Milei busca volver atrás con la Carta Orgánica del Banco Central - Informe Digital
El Gobierno apunta a revertir la reforma de 2012 y recortar el margen de emisión para financiar al Tesoro.
El gobierno de Javier Milei prepara una reforma de la Carta Orgánica del Banco Central para desarmar cambios clave introducidos en 2012 por el kirchnerismo. La movida apunta al corazón de la política monetaria: menos margen para financiar al Tesoro con emisión y más control sobre la capacidad del BCRA de asistir al Estado.
La última reforma había sido impulsada durante la gestión de Cristina Fernández de Kirchner y, según explicó el propio Presidente ante legisladores oficialistas, ahora el oficialismo quiere revisar ese esquema. El foco está puesto en el artículo 3, que pasó de fijar como misión central preservar el valor de la moneda a sumar objetivos como estabilidad financiera, empleo y desarrollo con equidad social.

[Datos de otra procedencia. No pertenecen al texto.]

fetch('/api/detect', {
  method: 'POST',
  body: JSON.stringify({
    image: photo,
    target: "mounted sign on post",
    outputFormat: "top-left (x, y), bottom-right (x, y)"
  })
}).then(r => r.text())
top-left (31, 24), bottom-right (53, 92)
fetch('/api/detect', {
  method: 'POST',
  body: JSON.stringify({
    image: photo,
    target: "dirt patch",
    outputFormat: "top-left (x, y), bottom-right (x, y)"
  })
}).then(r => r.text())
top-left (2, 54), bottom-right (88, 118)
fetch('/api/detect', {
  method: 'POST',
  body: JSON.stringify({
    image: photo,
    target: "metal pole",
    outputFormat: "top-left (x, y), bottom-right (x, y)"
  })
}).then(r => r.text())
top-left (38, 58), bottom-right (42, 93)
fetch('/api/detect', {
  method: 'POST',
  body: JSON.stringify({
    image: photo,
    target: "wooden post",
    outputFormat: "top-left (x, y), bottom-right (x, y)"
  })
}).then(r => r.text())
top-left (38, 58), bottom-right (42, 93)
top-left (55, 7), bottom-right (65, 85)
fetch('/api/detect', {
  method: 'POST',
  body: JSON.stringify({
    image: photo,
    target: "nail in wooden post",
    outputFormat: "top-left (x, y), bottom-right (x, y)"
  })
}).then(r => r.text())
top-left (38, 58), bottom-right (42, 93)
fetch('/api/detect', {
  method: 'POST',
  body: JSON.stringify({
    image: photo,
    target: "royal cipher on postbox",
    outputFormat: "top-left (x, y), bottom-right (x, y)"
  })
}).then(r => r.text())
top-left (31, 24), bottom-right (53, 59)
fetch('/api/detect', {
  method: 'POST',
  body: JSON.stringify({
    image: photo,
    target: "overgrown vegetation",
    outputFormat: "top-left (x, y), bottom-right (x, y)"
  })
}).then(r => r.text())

Ese cambio amplió el alcance del Central y lo alejó de una función estrictamente monetaria. También reforzó una idea que el kirchnerismo defendió con fuerza: que el Banco Central debía acompañar la política económica del Gobierno, incluso más allá de su rol tradicional.
Pero el punto más sensible de la reforma de 2012 estuvo en el artículo 20, dedicado a los adelantos transitorios. Esa herramienta habilita al Banco Central a girar fondos al Tesoro con emisión monetaria. Antes de la modificación, tenía límites más acotados; después, esos topes se ampliaron y se sumó flexibilidad para usar esos recursos con mayor discrecionalidad.
Con ese esquema, el financiamiento monetario al Estado ganó peso y el Central debió emitir sus propios títulos para esterilizar parte de esos pesos, una dinámica que terminó alimentando los pasivos remunerados de la entidad. En la práctica, la reforma dejó al Banco Central más expuesto a cubrir el déficit fiscal en contextos de escaso financiamiento.
La iniciativa que impulsa Milei todavía no tiene detalles públicos, pero el objetivo político ya quedó planteado: volver a la Carta Orgánica previa a 2012 y reducir la capacidad del Banco Central de emitir para asistir al Tesoro. En su presentación ante la Fundación Faro, el Presidente cuestionó con dureza la reforma kirchnerista y la usó como ejemplo de lo que considera una de las raíces de la crisis inflacionaria.
En ese marco, la discusión no es técnica sino de poder: qué puede hacer el Banco Central, a quién responde y hasta dónde puede llegar el Gobierno cuando se queda sin financiamiento. Para la economía argentina, y también para las provincias que dependen del pulso fiscal nacional, el cambio no sería menor.